# Lab 3 Assignment
__Authors__: Dan Davieau, Paul Panek, Olga Tanyuk, Nathan Wall

***
## Business Understanding  
<font color=blue>Describe the purpose of the data set you selected (i.e., why was this data collected in the first place?). How will you measure the effectiveness of a good algorithm? Why does your chosen validation method make sense for this specific
dataset and the stakeholders needs?</font>

Washington, D.C. is the capital of the United States. Washington's population is approaching 700,000 people, and has been growing since 2000 following a half-century of population decline. The city is highly segregated and features a high cost of living. In 2017, the average price of a single family home in the district was $649,000. 

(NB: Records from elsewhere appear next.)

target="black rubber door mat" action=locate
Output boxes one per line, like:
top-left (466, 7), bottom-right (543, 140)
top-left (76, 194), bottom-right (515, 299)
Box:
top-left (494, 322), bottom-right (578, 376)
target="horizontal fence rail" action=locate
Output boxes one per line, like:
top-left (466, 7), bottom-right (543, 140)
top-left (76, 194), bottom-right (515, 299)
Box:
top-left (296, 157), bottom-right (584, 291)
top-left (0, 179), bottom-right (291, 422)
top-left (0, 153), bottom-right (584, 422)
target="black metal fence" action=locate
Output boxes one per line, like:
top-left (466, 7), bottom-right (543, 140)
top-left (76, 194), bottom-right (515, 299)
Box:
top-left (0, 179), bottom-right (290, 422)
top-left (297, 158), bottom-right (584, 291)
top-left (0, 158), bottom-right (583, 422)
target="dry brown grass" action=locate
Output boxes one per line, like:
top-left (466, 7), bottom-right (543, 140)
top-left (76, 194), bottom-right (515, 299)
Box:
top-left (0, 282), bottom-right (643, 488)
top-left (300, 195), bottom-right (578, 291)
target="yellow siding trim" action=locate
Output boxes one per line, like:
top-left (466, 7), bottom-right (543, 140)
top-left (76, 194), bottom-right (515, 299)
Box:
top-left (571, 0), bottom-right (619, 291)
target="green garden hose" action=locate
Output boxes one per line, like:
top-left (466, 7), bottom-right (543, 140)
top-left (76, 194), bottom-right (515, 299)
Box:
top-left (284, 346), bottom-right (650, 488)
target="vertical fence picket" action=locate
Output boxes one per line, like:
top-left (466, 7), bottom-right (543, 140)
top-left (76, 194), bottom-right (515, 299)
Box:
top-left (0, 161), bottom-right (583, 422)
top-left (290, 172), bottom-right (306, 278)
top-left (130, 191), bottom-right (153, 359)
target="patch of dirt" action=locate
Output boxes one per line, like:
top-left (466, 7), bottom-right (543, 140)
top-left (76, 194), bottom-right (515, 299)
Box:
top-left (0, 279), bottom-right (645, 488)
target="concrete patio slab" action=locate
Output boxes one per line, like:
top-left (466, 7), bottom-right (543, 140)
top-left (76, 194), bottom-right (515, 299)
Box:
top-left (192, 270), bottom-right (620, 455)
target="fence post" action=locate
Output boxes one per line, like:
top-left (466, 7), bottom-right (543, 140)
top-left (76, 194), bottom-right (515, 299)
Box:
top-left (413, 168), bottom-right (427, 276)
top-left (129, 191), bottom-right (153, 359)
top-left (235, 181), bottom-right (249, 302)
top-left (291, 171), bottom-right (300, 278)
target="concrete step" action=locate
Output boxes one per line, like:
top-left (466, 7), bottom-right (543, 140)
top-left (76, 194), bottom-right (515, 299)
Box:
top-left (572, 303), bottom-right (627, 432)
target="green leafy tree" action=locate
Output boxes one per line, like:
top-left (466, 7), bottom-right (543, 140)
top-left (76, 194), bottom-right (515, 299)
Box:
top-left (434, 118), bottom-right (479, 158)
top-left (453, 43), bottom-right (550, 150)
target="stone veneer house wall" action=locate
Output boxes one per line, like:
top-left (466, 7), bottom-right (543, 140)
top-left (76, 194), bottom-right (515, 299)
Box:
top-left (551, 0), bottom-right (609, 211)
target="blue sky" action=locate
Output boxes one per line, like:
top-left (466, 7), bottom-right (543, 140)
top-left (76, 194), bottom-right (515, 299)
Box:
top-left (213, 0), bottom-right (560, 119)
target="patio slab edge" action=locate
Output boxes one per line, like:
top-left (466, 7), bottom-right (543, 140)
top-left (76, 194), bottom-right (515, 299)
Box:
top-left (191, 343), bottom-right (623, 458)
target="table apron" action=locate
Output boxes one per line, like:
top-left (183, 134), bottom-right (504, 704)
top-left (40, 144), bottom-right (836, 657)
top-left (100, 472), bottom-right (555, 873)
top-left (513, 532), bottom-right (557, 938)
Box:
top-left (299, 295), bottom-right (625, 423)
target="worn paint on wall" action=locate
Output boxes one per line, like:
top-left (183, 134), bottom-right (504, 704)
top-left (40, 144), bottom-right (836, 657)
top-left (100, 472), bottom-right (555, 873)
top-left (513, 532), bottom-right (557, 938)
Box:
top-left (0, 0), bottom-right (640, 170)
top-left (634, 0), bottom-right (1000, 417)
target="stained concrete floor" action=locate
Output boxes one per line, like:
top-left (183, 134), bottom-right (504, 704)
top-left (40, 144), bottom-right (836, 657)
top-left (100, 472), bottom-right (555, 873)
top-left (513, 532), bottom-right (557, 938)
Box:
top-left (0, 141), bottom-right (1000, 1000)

Understanding the various features and similarities between the various neighborhoods provides important insights into the housing market within the district. This analysis will serve as means for a real estate agency to develop profiles of the various wards in DC. By better understanding the housing characteristics of the different wards they can better recommend specific areas to begin there search based on the clients needs.

We will measure effectivenss of different clustering algorithms to seperate various types of homes from the DC data set. For example single family homes on large plots of land should be considered as a different type of home than downtown flat in a 10 story building. The process of evaluating will be based on two criteria.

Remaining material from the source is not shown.